Driss Azami El Idrissi a été élu, le 15 septembre dernier, unanimement par les 94 conseillers communaux présents, maire de la ville de Fès. Le seul candidat et ministre (PJD) du Budget a succédé ainsi à Hamid Chabat (PI). Il devient le premier président du conseil communal de Fès en dehors des partis de l’Istiqlal et de l’USFP qui ont toujours gouverné la ville depuis la création de son 1e conseil municipal en 1912. Les priorités du maire islamiste dans cet entretien. Décryptage.
- L’Economiste: L’équipe sortante a entamé de vastes chantiers pour relancer la ville. En reprenant aujourd’hui les commandes, quelles actions seront classées prioritaires?
- Driss Azami El Idrissi: Avec la constitution du bureau de Fès, nous entamons une nouvelle étape très importante. Ces dernières semaines, nous avons vécu au Maroc une phase démocratique essentielle qui a consacré le vote responsable, sérieux et bien choisi des citoyens. Aujourd’hui, nous sommes dans l’obligation d’être à la hauteur de ce choix. A Fès, nous sommes confortés par la mobilisation de la population que nous soutenons et voulons continuer. En ce sens, nous allons instaurer une approche participative, telle que prônée par la Constitution, en associant les acteurs de la ville autour du programme de développement de la ville. Nous travaillerons sur des priorités claires, à partir du texte de la Constitution et celui de la loi organique de la gouvernance des communes. Ces lois nous obligent à encourager, développer et mettre en exergue les services de proximité avec les citoyens. Il y a beaucoup à faire sur ce niveau, surtout en ce qui concerne la mise à niveau des quartiers défavorisés et sous équipés. Nous allons les mettre au cœur de notre projet de développement. Il faut que toutes les zones de la ville soient arrimées et mises en harmonie en matière d’évolution.
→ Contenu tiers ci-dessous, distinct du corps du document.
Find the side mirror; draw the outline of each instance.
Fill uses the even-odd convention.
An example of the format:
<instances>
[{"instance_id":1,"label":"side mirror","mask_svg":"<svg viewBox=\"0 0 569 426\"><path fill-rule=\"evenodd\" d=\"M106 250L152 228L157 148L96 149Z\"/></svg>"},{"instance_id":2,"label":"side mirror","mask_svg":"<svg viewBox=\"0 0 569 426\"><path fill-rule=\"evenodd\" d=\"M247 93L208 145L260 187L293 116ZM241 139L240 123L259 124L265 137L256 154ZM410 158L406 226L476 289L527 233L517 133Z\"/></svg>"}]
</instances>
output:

Plus question de négliger les quartiers périphériques.- Vous avez promis de rendre à Fès son lustre d’antan, éradiquer la criminalité et développer l’investissement… de sacrés chantiers!
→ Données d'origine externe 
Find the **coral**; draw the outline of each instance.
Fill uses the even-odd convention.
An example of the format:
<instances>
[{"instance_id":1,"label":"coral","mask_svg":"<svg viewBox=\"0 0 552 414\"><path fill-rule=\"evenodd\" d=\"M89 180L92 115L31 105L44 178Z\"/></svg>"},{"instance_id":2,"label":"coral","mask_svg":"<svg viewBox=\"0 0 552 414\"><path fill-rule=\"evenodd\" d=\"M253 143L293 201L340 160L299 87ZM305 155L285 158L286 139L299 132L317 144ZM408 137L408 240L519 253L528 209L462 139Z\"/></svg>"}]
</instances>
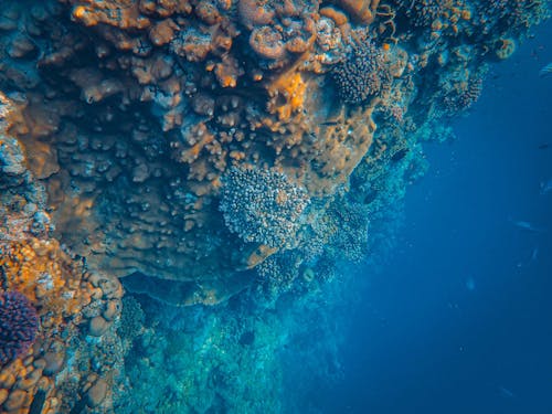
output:
<instances>
[{"instance_id":1,"label":"coral","mask_svg":"<svg viewBox=\"0 0 552 414\"><path fill-rule=\"evenodd\" d=\"M305 189L275 170L231 168L223 178L220 210L245 242L291 245L308 203Z\"/></svg>"},{"instance_id":2,"label":"coral","mask_svg":"<svg viewBox=\"0 0 552 414\"><path fill-rule=\"evenodd\" d=\"M39 330L36 309L19 291L0 291L0 365L25 354Z\"/></svg>"},{"instance_id":3,"label":"coral","mask_svg":"<svg viewBox=\"0 0 552 414\"><path fill-rule=\"evenodd\" d=\"M548 15L543 0L4 3L0 288L40 320L0 372L7 413L286 411L282 309L312 317L344 262L391 251L421 142L448 139L488 64Z\"/></svg>"},{"instance_id":4,"label":"coral","mask_svg":"<svg viewBox=\"0 0 552 414\"><path fill-rule=\"evenodd\" d=\"M7 413L29 412L31 405L39 405L43 412L70 412L78 395L85 394L86 381L93 372L107 375L109 383L114 380L114 368L123 372L123 354L117 352L113 353L112 360L96 359L100 363L89 365L94 354L106 352L106 343L119 341L115 325L120 314L123 289L116 279L85 272L83 264L65 253L55 240L36 238L1 242L0 274L0 286L4 289L1 294L2 307L12 304L6 300L8 295L10 298L24 298L18 300L20 310L24 310L23 306L30 306L30 302L35 309L26 310L29 325L18 339L31 341L31 331L40 321L34 346L29 348L29 343L24 344L17 355L9 355L10 361L0 370L0 393L7 395L2 406ZM8 310L17 309L12 306ZM4 315L2 310L0 320ZM33 317L38 320L33 321ZM102 333L103 340L94 342L89 337L87 339L92 333L88 326L98 317L109 326ZM13 319L10 320L14 323ZM4 328L2 321L2 340ZM11 350L14 351L14 348ZM72 355L71 362L67 353ZM76 384L68 388L75 381ZM70 391L75 388L74 392ZM109 412L110 404L110 400L106 399L97 406L97 412Z\"/></svg>"},{"instance_id":5,"label":"coral","mask_svg":"<svg viewBox=\"0 0 552 414\"><path fill-rule=\"evenodd\" d=\"M331 76L347 104L360 104L391 83L383 54L371 41L354 45L352 53L332 67Z\"/></svg>"}]
</instances>

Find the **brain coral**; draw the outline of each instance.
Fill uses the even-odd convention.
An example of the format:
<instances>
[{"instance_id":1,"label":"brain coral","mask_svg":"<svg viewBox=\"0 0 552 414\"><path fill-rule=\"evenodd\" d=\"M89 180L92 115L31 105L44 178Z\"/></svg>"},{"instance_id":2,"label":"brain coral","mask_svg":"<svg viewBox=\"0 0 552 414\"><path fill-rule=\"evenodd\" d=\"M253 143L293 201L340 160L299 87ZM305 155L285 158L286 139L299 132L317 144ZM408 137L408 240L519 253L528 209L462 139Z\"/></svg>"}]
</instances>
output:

- Tout à fait. Ma seconde priorité est de faire en sorte que l’action économique, la mobilisation de l’investissement et sa promotion puissent conduire à une réelle croissance. Pour cela, je compte énormément sur la mobilisation des acteurs de développement, opérateurs économiques et tous les intervenants locaux à s’unir pour assurer le décollage des secteurs économiques. La promotion de l’activité économique au niveau national et international qui est au centre des préoccupations de la mairie permettra de réduire les disparités, créer les emplois et lutter contre le chômage et autres phénomènes de société (ndlr: délinquance, criminalité, mendicité…). Notre conseil se penchera également sur le renforcement des secteurs vitaux qui touchent le quotidien des citoyens. En ce sens, nous allons insister sur l’amélioration des prestations administratives, du réseau routier, du transport public et de l’assainissement notamment dans les zones défavorisées et sous-équipées.- Même les conseillers du PI ont été convertis à votre cause lors des élections. S’agirait-il d’un nouveau rapprochement PJD/PI et comment la ville pourrait-elle en profiter?
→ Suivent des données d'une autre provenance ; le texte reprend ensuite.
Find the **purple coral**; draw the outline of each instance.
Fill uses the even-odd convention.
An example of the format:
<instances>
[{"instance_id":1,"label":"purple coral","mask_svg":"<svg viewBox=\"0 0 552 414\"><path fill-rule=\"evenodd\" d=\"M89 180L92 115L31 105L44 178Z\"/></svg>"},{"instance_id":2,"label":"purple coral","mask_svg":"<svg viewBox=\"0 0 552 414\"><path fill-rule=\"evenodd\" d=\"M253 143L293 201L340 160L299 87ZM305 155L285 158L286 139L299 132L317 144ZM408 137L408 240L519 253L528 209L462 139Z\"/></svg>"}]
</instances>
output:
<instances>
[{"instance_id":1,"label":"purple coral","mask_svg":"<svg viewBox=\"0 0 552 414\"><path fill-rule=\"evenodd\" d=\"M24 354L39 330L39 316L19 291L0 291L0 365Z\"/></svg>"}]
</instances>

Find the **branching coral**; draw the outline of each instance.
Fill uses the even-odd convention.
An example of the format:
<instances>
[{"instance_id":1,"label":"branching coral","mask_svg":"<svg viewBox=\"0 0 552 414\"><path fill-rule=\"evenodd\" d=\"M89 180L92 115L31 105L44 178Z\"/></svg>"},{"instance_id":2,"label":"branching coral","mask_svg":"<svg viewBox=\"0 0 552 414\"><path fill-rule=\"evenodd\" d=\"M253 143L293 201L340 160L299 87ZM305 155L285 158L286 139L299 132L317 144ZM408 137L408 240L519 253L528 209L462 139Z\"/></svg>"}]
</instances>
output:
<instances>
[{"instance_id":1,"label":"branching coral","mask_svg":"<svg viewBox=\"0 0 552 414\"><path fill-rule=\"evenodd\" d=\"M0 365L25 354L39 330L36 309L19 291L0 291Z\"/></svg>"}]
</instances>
- Je pense que la Constitution de l’assemblée a été une réussite. Nous avons vécu lors de mon élection une étape démocratique très importante. Toutes les voix se sont exprimées. Ce qui conforte le conseil communal dans sa gestion et dans son unanimité pour le vote populaire du 4 septembre dernier. Nous espérons continuer cette concertation. Je veillerai à ce qu’il y ait une logique et une méthode de coopération entre les différents acteurs. La coopération, la concertation et l’approche participative créeront une valeur certaine de développement et des éléments de travail qui boosteront sans nul doute toute notre action au niveau du conseil communal. Ajoutons à cela la patience et la bonne conduite pour que notre mode de gouvernance et de partenariat puisse améliorer les conditions de vie des citoyens fassis.
Natif de Fès..
Ministre délégué auprès du ministre de l’Économie et des Finances chargé du budget depuis janvier 2012, Driss Azami El Idrissi est natif de Fès. Âgé aujourd’hui de 49 ans, Azami a succédé, mardi dernier, à Hamid Chabat au poste de maire de la ville. Il est titulaire d’un diplôme des études supérieures de l’Institut d’administration des entreprises de l’Université de Paris I Panthéon-Sorbonne, d’un diplôme des études financières, économiques et bancaires de Marseille, d’un diplôme du cycle supérieur de l’Ecole nationale d’administration de Rabat.. Au PJD, il est conseiller économique et financier du groupe parlementaire et membre du secrétariat général de son parti.